City Councilor Philip Palmieri, whose district includes part of the area, said the reopening of Front Street as part of downtown's CitySquare project is instrumental in linking the areas, with the Canal District eventually seeing spinoff from downtown developments and people coming from Boston by train. (Disclosure: The Worcester Business Journal rents office space from Palmieri.)

"Places like the canal zone and Shrewsbury Street were generally islands because you couldn't get to downtown," he said. "Now that we've opened it up, there is a pedestrian-friendly way which you can get to the downtown and to (the) East Side and the canal zone."

Yet while there's a lot of optimism, the area is not without its challenges.

Two parcels totaling 1.3 acres where auto parts shop Bumper to Bumper once stood are now empty lots facing Harding and Green that fill out the property between the three streets where Lorusso's buildings are. It's a prominent location in Kelley Square that officials want to see developed. McGourthy said the city has been working with the property owner who is seeking a buyer and called the property a "critical element."

"We want something that will help people connect into Kelley Square and ultimately across Kelley Square," he said.

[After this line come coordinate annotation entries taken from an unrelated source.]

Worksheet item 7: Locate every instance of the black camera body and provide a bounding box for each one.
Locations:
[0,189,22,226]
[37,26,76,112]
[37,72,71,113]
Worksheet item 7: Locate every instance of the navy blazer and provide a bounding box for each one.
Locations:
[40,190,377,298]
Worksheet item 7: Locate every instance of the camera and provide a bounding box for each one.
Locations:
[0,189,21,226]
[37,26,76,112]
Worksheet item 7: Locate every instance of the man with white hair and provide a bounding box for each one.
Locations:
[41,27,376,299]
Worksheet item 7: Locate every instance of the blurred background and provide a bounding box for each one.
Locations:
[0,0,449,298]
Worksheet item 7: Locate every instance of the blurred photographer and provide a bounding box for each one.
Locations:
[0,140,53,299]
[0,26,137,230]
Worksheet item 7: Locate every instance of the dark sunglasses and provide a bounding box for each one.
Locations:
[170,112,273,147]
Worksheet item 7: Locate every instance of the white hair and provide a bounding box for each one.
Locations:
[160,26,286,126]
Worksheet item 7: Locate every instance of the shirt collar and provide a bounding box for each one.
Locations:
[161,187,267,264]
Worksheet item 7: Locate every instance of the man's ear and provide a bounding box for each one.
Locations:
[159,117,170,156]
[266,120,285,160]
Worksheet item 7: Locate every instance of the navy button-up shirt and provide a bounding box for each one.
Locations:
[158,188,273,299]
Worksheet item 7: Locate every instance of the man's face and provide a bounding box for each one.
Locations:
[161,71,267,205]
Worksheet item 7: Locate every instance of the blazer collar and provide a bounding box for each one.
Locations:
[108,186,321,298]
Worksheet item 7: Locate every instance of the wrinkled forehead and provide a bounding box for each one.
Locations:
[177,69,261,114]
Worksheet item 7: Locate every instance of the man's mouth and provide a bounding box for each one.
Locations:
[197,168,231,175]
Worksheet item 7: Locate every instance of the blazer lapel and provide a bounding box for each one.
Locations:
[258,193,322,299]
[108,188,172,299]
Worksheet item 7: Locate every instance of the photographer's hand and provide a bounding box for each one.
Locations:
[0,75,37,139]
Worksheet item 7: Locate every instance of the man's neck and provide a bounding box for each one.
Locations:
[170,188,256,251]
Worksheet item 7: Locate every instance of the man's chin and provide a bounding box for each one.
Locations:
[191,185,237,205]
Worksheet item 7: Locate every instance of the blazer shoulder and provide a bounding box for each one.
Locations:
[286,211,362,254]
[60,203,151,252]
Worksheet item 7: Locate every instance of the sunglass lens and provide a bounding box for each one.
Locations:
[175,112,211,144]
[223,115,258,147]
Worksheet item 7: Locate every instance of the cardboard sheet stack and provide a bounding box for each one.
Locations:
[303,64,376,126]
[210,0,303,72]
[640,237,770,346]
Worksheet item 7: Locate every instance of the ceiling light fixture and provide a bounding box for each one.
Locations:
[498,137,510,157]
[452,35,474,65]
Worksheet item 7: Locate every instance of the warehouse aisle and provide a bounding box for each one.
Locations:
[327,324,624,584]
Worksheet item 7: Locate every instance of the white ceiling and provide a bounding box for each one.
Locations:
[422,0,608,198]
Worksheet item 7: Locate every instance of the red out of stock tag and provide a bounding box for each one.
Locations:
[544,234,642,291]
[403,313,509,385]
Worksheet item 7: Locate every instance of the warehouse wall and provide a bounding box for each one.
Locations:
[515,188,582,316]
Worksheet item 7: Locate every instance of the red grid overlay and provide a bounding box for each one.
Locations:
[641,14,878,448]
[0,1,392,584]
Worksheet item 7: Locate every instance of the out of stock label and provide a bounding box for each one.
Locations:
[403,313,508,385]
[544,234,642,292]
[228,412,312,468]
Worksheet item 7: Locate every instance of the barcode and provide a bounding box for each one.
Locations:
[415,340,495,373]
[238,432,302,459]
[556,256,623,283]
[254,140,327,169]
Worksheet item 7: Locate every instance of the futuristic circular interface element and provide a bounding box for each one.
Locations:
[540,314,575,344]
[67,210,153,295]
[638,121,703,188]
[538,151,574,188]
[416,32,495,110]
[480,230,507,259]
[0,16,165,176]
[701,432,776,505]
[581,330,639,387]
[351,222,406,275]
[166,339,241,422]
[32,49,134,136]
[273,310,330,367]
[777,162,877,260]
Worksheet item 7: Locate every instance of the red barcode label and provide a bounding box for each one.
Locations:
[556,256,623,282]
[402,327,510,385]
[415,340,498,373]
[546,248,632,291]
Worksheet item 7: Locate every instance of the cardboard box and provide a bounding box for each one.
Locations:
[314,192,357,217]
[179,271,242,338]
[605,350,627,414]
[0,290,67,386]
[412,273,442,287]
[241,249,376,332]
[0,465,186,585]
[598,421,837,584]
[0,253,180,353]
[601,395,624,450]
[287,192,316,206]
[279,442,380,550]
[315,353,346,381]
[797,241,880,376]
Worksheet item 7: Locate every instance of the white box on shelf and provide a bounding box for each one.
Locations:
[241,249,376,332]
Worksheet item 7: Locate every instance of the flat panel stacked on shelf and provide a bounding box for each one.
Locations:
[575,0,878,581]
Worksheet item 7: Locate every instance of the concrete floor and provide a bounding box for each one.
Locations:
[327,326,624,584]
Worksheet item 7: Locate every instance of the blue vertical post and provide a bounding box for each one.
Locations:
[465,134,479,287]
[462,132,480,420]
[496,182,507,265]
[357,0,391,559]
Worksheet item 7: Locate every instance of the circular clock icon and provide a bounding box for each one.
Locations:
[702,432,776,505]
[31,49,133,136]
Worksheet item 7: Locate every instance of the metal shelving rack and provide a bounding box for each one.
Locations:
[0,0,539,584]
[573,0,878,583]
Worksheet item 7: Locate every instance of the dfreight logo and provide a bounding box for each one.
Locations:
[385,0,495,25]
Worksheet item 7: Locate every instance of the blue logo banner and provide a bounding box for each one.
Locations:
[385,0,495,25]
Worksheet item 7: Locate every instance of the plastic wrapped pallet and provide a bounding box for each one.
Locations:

Giangregorio said the area on the other side of the square, most notably Millbury Street, was traditionally the city's entertainment hub. Now, he said, there are about 20 empty storefronts, partially due to changes in Interstate 290 exits that altered traffic flow in the area.

"Like every business district, there are holes," Palmieri said. "They still have ways to go, but they are very proactive, probably one of the more creative business groups around ... and I think that's extraordinarily important, and I think in the end, they'll be enormously successful."